It's been a bit quiet on my blog lately.
I've been busy with an initiative to help digital movie makers. 'Movie-makers' because film-makers use film to make movies, 'movie-makers' make movies, with or without film. Anyway, this initiative is still under development, with name, trademark, and other procedural issues being sorted out. Once it's all done, I'll report here.
Meanwhile, I'm at NAB 2012. For those that don't know, NAB is the National Association of Broadcasters. Every year, they organize a large exhibition and conference at Las Vegas in the US. The exhibition begins Monday 16 Apr this year.
So, leading up to the exhibition there have been several announcements. Some of which will impact movie production and post-production. I'm concentrating on post-production as that's more of my livelihood for now.
Here are things to watch for, at NAB 2012...
Thunderbolt devices
A Thunderbolt equipped MacPro is still awaited, but the number of Thunderbolt equipped MacBook Pros, iMacs, and Mac minis are growing. Thunderbolt devices have been pretty thin so far.
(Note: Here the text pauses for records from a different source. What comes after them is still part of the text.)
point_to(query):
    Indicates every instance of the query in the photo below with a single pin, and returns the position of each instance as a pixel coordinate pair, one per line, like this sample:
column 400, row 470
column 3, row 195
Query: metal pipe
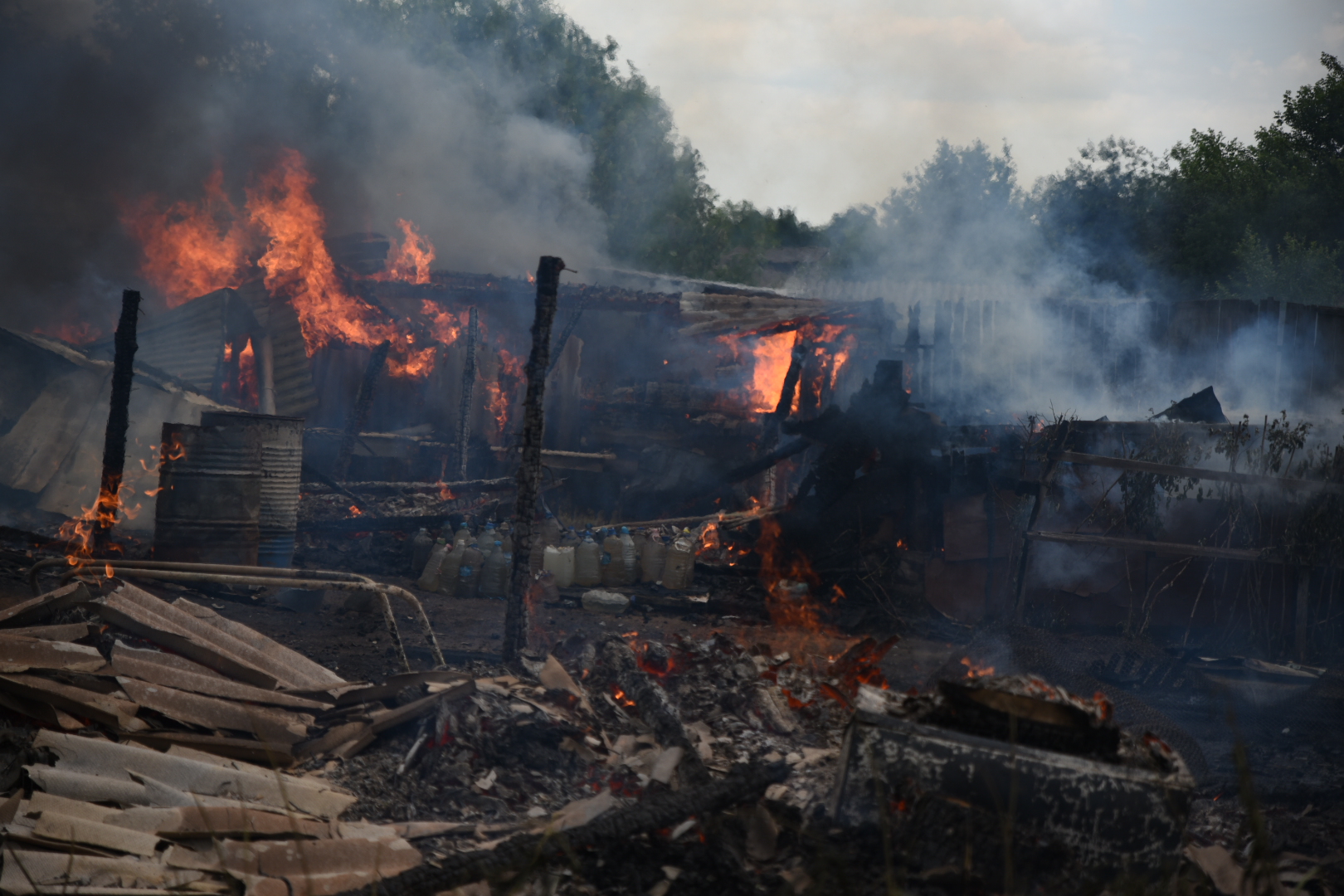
column 264, row 577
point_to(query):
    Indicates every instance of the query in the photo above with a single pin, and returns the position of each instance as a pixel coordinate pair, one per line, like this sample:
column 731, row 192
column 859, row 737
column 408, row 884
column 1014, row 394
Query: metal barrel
column 281, row 466
column 210, row 501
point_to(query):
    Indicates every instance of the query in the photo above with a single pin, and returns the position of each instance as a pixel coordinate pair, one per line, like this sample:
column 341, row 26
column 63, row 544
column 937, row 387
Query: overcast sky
column 825, row 104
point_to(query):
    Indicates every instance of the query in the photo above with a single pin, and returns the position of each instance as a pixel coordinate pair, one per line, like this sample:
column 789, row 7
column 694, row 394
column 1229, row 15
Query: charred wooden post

This NAB, expect a whole new set of Thunderbolt peripherals.
Thunderbolt - PCIe, Thunderbolt - SATA, Thunderbolt - Fibre, Thunderbolt - GigE, Thunderbolt - SAS, and many others not yet unveiled, might mean that maybe we won't need that Thunderbolt MacPro so badly after all.
New software for editing
Avid Media Composer 6 has been out for a while, and Avid, most certainly, has more tricks to show.
Adobe has just unveiled Premiere Pro 6 which at least one site has proclaimed is the 'FCP 8' that never happened.
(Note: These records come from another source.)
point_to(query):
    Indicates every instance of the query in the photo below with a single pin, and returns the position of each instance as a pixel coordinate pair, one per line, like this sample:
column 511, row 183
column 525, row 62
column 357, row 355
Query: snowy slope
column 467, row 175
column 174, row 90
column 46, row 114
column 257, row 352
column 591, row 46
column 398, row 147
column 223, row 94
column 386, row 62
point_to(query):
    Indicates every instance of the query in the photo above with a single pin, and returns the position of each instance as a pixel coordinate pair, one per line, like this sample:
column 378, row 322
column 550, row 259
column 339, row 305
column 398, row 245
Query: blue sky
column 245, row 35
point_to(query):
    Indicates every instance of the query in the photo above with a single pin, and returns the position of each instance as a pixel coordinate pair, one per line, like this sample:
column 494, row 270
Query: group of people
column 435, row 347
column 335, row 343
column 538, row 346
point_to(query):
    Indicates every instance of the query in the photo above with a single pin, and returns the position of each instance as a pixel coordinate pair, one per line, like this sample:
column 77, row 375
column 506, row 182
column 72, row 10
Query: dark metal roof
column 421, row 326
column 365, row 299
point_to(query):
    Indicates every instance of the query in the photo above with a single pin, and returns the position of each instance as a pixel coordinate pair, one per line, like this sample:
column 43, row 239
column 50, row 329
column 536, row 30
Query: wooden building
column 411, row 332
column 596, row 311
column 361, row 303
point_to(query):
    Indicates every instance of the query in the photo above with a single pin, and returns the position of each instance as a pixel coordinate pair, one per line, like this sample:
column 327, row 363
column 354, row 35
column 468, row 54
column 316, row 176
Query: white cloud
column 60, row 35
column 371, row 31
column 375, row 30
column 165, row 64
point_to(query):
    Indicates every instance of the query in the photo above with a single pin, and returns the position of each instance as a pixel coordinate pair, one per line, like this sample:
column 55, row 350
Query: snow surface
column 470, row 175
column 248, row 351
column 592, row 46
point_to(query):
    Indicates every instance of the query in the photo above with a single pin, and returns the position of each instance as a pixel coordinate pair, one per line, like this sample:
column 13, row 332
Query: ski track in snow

And, there may be a new entrant in this edit software market. Maybe, but not certain.
FCP X, an editing software that has been slammed by some hailed by others, and possibly doesn't enjoy the numbers that FCP 7 did. This NAB, may be the turning point. We may see many stalls sporting FCP X. There are indications that FCP X is gaining traction, although from a whole new market. I for one am making it a priority to examine this piece of software more closely, and even use it more that I currently do.
An announcement from Apple is unlikely, but no one can really predict Apple.
Plug-ins
Filmlight showed the Baselight plug-in last year. It's shipping this year, for FCP 7, even if its been almost a year since FCP 7 has been discontinued. For a large installed base of FCP 7 users, particularly those who need to inter operate with the full Baselight, here is a innovative colour correction during editing workflow.
GenArts, Foundry, and a host of others make plug-ins for FCP (7 and X), Avid, Premiere Pro, and other NLEs. These seem to do pretty well and at NAB 2012 we will see more and better stuff from them. I have a ffeling though, that plug-ins need to improve dramatically, in capability and speed, and fall in price if anyone has to make windfall from making them.
Blackmagic announcements
Blackmagic always has something new - cards, external devices, software, something. This year too, expect something. Maybe something Earth-shattering like the $ 1000 Resolve some time ago. Maybe a new control surface, or even a monitor.
Aja announcements
Aja too, probably, has something big planned for NAB. Their current Thunderbolt video I/O offerings are already more featured that anyone else's. But something more that video I/O may be shown.
Red announcements
Red, the digital camera company that created a huge impact to the digital movie-making market with the Red camera, has a stall at NAB this year. So expect either a new camera announcement, modifications or upgrades to existing ones, or something dramatic. This is also probably the first year this innovative company has some real competition.
Workflows
Many companies will show digital movie data recording, copying, transcoding, and management tools. In the form of software, hardware, devices, or all of the above.
To 3D or not to 3D
A couple of years ago, after Avatar, 3D was projected as the next big thing. It hasn't quite worked out that way, and 2D is still around in a big way. This year too, 3D will be about as luke warm as it was and may even go on the decline.
Film
The passing of film - 'tapeless' - has been spoken about in every NAB for the past decade or so. This is probably the first NAB where film's end is truly near. And if, between this NAB and the next, film manufacturing companies go under, then NAB 2012 might be the last year we see film scanners and recorders.
The big boys
Autodesk, DFT (Thomson), Quantel, FilmLight, Arri, Digital Vision aka Nucoda, Cintel, Grass Valley, and others - these have been the big boys in post-production at NAB. Large stalls, hundreds of people manning them, announcements, parties, multi-million dollar gear on show and sale - have been their characteristics.
The decentralization of movie production, changing nature of broadcast, Internet based entertainment, approaching demise of film, and other factors have threatened their existence just like the mainframe computer manufacturers were edged out by the desktop PC revolution.
And so their stalls and presence shrinks with every passing year. But you can't write them off yet. This NAB, at least one of the big boys will have one more big moment. And maybe one or more of them won't be around after this year. Sad, but likely true.